Clark v. First National Bank of Mena, 24 Ark. App. 52, 748 S.W.2d 42 (1988)

April 13, 1988 · Arkansas Court of Appeals · CA 87-380
24 Ark. App. 52, 748 S.W.2d 42

G.W. CLARK v. FIRST NATIONAL BANK of Mena

CA 87-380

748 S.W.2d 42

Court of Appeals of Arkansas Division I

Opinion delivered April 13, 1988

*53 Jerry Ryan, for appellant.

Orvin W. Foster, for appellee.

George K. Cracraft, Judge.

G. W. Clark appeals from an order of the circuit court granting a deficiency judgment against him under the Uniform Commercial Code. He contends that the trial court erred in not dismissing the complaint because he had not received reasonable notice from the secured party of the resale of repossessed collateral. We find no error and affirm.

In 1985, the appellant entered into security agreements with the appellee with regard to the unpaid balance due on two Kenworth trucks. He subsequently became in default on the notes secured by those agreements, and, on September 13, 1985, the appellee mailed to appellant’s address a certified letter with return receipt requested, notifying him that, if the indebtedness had not been paid in full, within ten days from the date of that letter, the trucks would be sold to satisfy the debt. After the expiration of ten days, the appellee resold the trucks at a price which was less than the balance due on the secured notes and filed suit for a deficiency judgment in the amount of $23,398.58 against the appellant.

Appellee’s vice president testified that the notice had been sent to the appellant by certified mail with return receipt *54requested, and that a return receipt had been received signed by appellant’s wife. Appellant testified that after the note was in default he was in communication with the bank with regard to a possible settlement under which someone else might assume the indebtedness. He stated that he was informed that the trucks had been repossessed, but that he heard nothing else from the appellee until after the resale had taken place. He testified that his wife had signed for the letter but that he did not read it because he had thought everything was settled.

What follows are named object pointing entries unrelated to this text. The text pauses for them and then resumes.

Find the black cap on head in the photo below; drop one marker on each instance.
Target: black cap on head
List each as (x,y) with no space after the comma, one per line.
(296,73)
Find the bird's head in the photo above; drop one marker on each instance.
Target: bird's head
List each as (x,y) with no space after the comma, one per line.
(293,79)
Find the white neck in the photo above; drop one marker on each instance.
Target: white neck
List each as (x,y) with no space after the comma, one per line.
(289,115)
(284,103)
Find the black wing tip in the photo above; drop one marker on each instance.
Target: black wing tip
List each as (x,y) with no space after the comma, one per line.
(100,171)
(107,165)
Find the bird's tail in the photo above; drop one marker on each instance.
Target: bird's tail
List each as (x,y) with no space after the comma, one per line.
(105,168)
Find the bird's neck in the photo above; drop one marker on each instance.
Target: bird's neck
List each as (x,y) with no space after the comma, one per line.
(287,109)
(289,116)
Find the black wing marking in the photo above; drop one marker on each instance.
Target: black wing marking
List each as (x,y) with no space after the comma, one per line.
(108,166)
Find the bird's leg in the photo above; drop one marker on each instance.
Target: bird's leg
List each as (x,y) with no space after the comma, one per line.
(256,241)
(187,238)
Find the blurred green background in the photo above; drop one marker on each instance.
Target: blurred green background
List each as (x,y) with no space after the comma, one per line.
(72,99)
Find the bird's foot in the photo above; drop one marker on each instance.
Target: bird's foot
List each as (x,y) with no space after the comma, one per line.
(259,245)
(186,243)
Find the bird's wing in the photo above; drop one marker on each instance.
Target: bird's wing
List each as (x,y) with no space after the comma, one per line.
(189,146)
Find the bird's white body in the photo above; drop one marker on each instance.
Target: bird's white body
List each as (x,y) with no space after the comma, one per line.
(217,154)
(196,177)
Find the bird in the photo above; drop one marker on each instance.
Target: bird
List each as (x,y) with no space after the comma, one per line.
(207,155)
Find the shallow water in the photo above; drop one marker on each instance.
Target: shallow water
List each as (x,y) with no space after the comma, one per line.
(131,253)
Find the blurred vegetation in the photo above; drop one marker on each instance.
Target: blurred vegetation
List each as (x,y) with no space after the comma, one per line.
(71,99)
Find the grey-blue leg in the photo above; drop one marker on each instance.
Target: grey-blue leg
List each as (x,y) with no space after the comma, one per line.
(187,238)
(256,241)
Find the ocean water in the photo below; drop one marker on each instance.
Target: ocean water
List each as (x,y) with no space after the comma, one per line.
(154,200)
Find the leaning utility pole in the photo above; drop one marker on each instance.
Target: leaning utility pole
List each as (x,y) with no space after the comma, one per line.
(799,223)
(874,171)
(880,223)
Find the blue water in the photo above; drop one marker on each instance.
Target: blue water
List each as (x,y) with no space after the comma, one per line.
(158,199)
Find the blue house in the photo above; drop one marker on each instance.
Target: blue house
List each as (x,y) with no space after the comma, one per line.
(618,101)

Appellant does not contend that the notice mailed to his home was inadequate. He argues only that it was received by his wife and he never saw it. We do not agree that under these facts appellee failed to meet the requirements of Ark. Stat. Ann. §85-9-504(3) (Supp. 1985). That section provides that disposition of the collateral may be made at public or private sale in a commercially reasonable manner, after reasonable notice of the time and place of the sale if public, or the time after which a private sale or any other intended disposition will be made, is sent by the secured party to the debtor.

Arkansas Statutes Annotated § 85-1-201(38) (Supp. 1985) provides as follows:

“Send” in connection with any writing or notice means to deposit in the mail or deliver for transmission by any other usual means of communication with postage or cost of transmission provided for and properly addressed and in the case of an instrument to an address specified thereon or otherwise agreed, or if there be none to any address reasonable under the circumstances. The receipt of any writing or notice within the time at which it would have arrived if properly sent has the effect of a proper sending.

Section 85-1-201(26) (Repl. 1985) provides that one receives a notice when it either comes to his attention or is duly delivered at the place of business through which the contract was made or at any other place held out by him as a place for receipt of such communications. Here, the evidence establishes that the notice was sent by mailing it with proper postage affixed and was received by appellant’s wife. There is no evidence that the place at which she received it was not the place at which such communications might have been received.

*55The appellant contends that reversal is mandated by our opinion in Mooney v. Grant County Bank, 18 Ark. App. 224,711 S.W.2d 841 (1986). This case is clearly distinguishable. In Mooney, the letter was not “sent” to the debtor but addressed to the debtor’s spouse, who was not a party to the security agreement. We held in Mooney that the requirements of § 85-1-201(38) were not complied with when the notice was sent to the wrong person. Here, the notice was sent to the appellant and received at his usual place of abode.

Affirmed.

Corbin, C.J., and Jennings, J., agree.